Invece la strada da imboccare è opposta. Abbiamo l’opportunità di ricevere risorse ingentissime dall’Europa a patto di dimostrare di saperle utilizzare. Si tratta di una occasione pressoché unica e occorrono leadership lungimiranti e aggregative per non mancare il bersaglio. Come pure serve una guida autorevole, prestigiosa, competente. Il governo di SuperMario corrisponde a queste caratteristiche e la maggioranza che lo sostiene pure. Ma è un fatto che quel coagulo virtuoso sia sempre più solcato da spinte disgregatrici.

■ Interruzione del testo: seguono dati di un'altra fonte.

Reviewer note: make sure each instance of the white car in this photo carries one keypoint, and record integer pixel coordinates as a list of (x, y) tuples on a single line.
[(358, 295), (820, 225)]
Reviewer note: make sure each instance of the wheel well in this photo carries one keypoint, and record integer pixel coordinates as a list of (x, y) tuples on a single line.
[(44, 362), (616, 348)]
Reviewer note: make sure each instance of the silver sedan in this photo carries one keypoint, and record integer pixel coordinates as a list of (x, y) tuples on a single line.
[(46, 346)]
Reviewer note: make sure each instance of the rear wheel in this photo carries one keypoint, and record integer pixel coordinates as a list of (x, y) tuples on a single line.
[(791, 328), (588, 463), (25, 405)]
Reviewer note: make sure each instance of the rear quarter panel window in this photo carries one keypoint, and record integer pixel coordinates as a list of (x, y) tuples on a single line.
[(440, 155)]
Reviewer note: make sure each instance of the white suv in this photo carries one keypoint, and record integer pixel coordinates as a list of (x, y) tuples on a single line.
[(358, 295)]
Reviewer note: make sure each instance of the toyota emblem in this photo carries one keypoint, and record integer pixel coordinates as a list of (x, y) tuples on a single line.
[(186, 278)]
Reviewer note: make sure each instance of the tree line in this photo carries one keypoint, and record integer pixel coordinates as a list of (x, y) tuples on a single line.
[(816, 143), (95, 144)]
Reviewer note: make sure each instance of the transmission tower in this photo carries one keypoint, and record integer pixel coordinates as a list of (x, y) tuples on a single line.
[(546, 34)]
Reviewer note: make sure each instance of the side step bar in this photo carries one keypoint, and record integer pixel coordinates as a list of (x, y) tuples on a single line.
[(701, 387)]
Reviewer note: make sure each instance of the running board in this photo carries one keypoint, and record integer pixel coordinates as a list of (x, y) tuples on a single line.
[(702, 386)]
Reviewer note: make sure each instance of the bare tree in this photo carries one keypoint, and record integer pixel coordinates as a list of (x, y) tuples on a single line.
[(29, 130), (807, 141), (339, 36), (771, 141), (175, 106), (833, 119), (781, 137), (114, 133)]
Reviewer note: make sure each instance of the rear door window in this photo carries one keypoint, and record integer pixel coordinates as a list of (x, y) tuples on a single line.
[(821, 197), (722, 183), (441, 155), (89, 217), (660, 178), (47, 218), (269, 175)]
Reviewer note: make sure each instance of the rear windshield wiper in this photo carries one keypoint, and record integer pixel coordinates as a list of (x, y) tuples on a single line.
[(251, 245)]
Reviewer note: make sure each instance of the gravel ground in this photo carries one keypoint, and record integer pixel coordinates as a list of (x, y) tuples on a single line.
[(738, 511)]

Adesso si tratta di arrivare a fine anno mettendo in sicurezza alcuni provvedimenti fiscali e quello sulla concorrenza, predisponendo in parallelo la legge di Bilancio dove i progressi sotto il profilo economico vengano raccolti e consolidati. Poi ci sarà il passaggio decisivo del Quirinale. In sostanza in pochi mesi l’Italia si gioca la partita del futuro. La speranza è che il senso di responsabilità prevalga e tutte vale forze politiche e sociali siano all’altezza del compito. Le premesse, bisogna dirlo, non inducono all’ottimismo. Occorre uno scatto con lo sguardo all’interesse nazionale e non a quello egoistico della propria parte.